Muscle Oxygen Uptake Differs from Consumption Dynamics During Transients in Exercise

Abstract

Relating external to internal respiration during exercise requires quantitative modeling analysis for reliable inferences with respect to metabolic rate. Often, oxygen transport and metabolism based on steady-state mass balances (Fick principle) and passive diffusion between blood and tissue are applied to link pulmonary to cellular respiration. Indeed, when the work rate does not change rapidly, a quasi-steady-state analysis based on the Fick principle is sufficient to estimate the rate of O₂ consumption in working muscle. During exercise when the work rate changes quickly, however, non-invasive in vivo measurements to estimate muscle O₂ consumption are not sufficient to characterize cellular respiration of working muscle. To interpret transient changes of venous O₂ concentration, blood flow, and O₂ consumption in working muscle, a mathematical model of O₂ transport and consumption based on dynamic mass balances is required. In this study, a comparison is made of the differences between simulations of O₂ uptake and O₂ consumption within working skeletal muscle based on a dynamic model and quasi-steady-state approximations. The conditions are specified under which the quasi-steady-state approximation becomes invalid.

36.1 Introduction

During exercise, oxygen transport and metabolism within muscle in healthy and disease states (e.g., heart failure and diabetes) can be studied under various experimental protocols with non-invasive measurements. Measurement methods include pulmonary O₂ uptake by indirect calorimetry, muscle oxygenation by near-infrared spectroscopy and microvascular oxygenation by phosphorescence quenching. Muscle O₂ consumption (UO_2m) during a fast transient change (e.g., exercise) cannot be directly evaluated by measuring oxygen uptake in the lungs (VO_2p). Consequently, a mathematical model is needed to relate these variables. Often, a quasi-steady-state model (e.g., Fick principle) is used to analyze dynamic responses at the onset of exercise in order to quantify relationships between the oxygen uptake, blood flow, and O2 concentration dynamics in the capillary bed (or index of extraction) within muscle [1–3]. Although this method is strictly applicable only under steady-state conditions [4], it could provide a reasonable approximation under some conditions [5]. More generally, interpretation of non-invasive measurements related to O₂ transport and metabolism in tissue can be made using dynamic mass balances if the tissue volume can be determined.

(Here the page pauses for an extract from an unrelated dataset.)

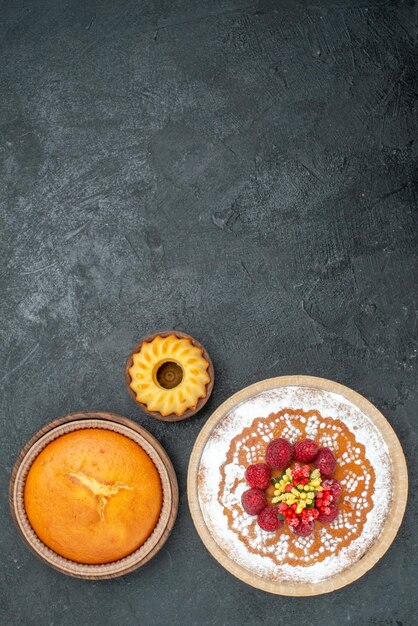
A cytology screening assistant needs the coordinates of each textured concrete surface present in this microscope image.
[0,0,418,626]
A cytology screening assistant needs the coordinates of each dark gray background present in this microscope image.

Nevertheless, this has limitations also. At the microvascular level, the volume of tissue supplied with oxygen by the blood vessels is uncertain. Furthermore, in a macroscopic tissue volume, the heterogeneous spatial distribution and temporal variation of blood flow and O₂ concentration in tissue can have a significant effect on the interpretation of measurements. In this study, simulations using a quasi-steady-state model [3] and those using a multi-compartment dynamic model [6] are compared to experimental measurements during exercise. The effect of changes in muscle blood flow on the dynamic responses of venous oxygen concentration was investigated during exercise assuming specific dynamics of muscle O₂ consumption.

36.2 Methods

We consider oxygen transport and consumption in muscle to occur in a system of perfectly mixed blood and tissue compartments (Fig. 36.1) as developed previously [6]. In the blood compartment, the oxygen concentration C(t) changes with time depending on flow Q_m(t) through the capillary bed of volume V_cap and diffusion between blood and tissue with rate coefficient PS according to the dynamic mass balance:

$$V_{\mathit{\text{cap}}}\frac{d{C}_{\mathit{\text{ven}}}^T}{dt}=Q_m(t)(C_{\mathit{\text{art}}}^T-C_{\mathit{\text{ven}}}^T)-PS(C_{\mathit{\text{ven}}}^F-C_{\mathit{\text{tis}}}^F)$$ (36.1)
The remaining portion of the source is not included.